The five most common chronic diseases diagnosed among residents in residential care communities are high blood pressure, Alzheimer’s and other dementia, heart disease, depression and arthritis. This isn’t surprising at all seeing as how most of these chronic diseases exist in even younger populations. As populations age, these chronic diseases become harder to get in control.

The least surprising chronic disease is Alzheimer’s and dementia which many residents   in this community are faced with.

In order of percentage of residents requiring assistance with these activities of daily living, from most to least, the following are ADL’s requiting assistance: bathing, walking or locomotion, dressing, toileting, transferring in/out of bed/chairs and lastly eating. I did expect these, particularly bathing. Bathing requires a level of balance, stability, and flexibility that we often do not consider in our day to day routines. Bathing also puts residents at an even more increased risk of falls, which is a major concern in residential care facilities. Even with stability bars installed in showers and bathtubs, it is likely that there is an increased risk of slip and fall when considering lack of the ability to have coordination and mobility.
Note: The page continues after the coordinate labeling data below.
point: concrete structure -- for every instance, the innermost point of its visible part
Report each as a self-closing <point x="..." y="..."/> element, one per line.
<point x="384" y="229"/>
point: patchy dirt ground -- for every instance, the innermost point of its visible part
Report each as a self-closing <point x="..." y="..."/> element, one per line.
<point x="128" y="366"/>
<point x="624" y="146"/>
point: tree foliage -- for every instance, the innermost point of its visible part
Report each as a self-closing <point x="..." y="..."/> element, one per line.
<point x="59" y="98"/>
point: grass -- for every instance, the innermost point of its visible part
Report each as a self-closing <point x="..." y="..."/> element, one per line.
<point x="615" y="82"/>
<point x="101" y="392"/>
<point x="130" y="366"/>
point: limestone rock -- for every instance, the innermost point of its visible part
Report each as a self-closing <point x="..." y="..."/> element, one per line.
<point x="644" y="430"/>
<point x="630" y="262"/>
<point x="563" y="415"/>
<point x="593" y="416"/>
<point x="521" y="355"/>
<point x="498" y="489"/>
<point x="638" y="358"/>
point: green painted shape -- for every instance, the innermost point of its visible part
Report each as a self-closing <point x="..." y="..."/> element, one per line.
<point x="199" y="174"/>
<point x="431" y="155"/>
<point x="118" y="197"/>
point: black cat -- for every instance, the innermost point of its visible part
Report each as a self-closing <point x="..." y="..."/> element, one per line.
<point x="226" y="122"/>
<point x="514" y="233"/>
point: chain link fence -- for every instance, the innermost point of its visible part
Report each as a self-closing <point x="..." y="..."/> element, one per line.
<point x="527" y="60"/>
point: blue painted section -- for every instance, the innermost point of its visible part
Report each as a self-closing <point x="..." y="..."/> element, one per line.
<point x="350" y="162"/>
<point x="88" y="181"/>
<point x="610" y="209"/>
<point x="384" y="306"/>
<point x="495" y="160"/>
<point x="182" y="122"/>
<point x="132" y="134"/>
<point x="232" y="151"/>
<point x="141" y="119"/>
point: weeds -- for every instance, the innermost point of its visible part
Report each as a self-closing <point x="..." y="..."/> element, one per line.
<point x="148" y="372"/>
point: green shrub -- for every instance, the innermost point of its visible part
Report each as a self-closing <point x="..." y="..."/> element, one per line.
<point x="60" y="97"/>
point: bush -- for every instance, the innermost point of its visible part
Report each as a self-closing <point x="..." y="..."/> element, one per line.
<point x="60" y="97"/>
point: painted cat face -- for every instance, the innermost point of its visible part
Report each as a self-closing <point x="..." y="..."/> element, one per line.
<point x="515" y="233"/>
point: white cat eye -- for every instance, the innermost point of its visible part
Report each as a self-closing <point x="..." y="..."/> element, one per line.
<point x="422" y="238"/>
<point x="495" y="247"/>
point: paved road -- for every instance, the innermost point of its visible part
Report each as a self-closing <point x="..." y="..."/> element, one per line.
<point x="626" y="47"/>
From most care to least care by staff hours/resident are aides, activities director and staff, registered nurses, licensed practical or vocational nurses and lastly social workers. Aides spend 2.2 hours per resident per day and social workers only spend 0.03 hours per resident per day. This, somewhat, makes sense given the amount of assistance residents need in their activities of daily living. Some of these tasks, such as bathing, can take a considerable amount of time.

 

Falls among residents of residential care communities are reported because falls are the second leading cause of accidental or unintentional injury death according to the World Health Organization. Emergency department visits and rehospitalizations are also indicators of poor health and can often be preventable. Since both of these indicators can be potentially preventable, they are reported as indicators of overall health and quality of care that is provided at these residential care communities.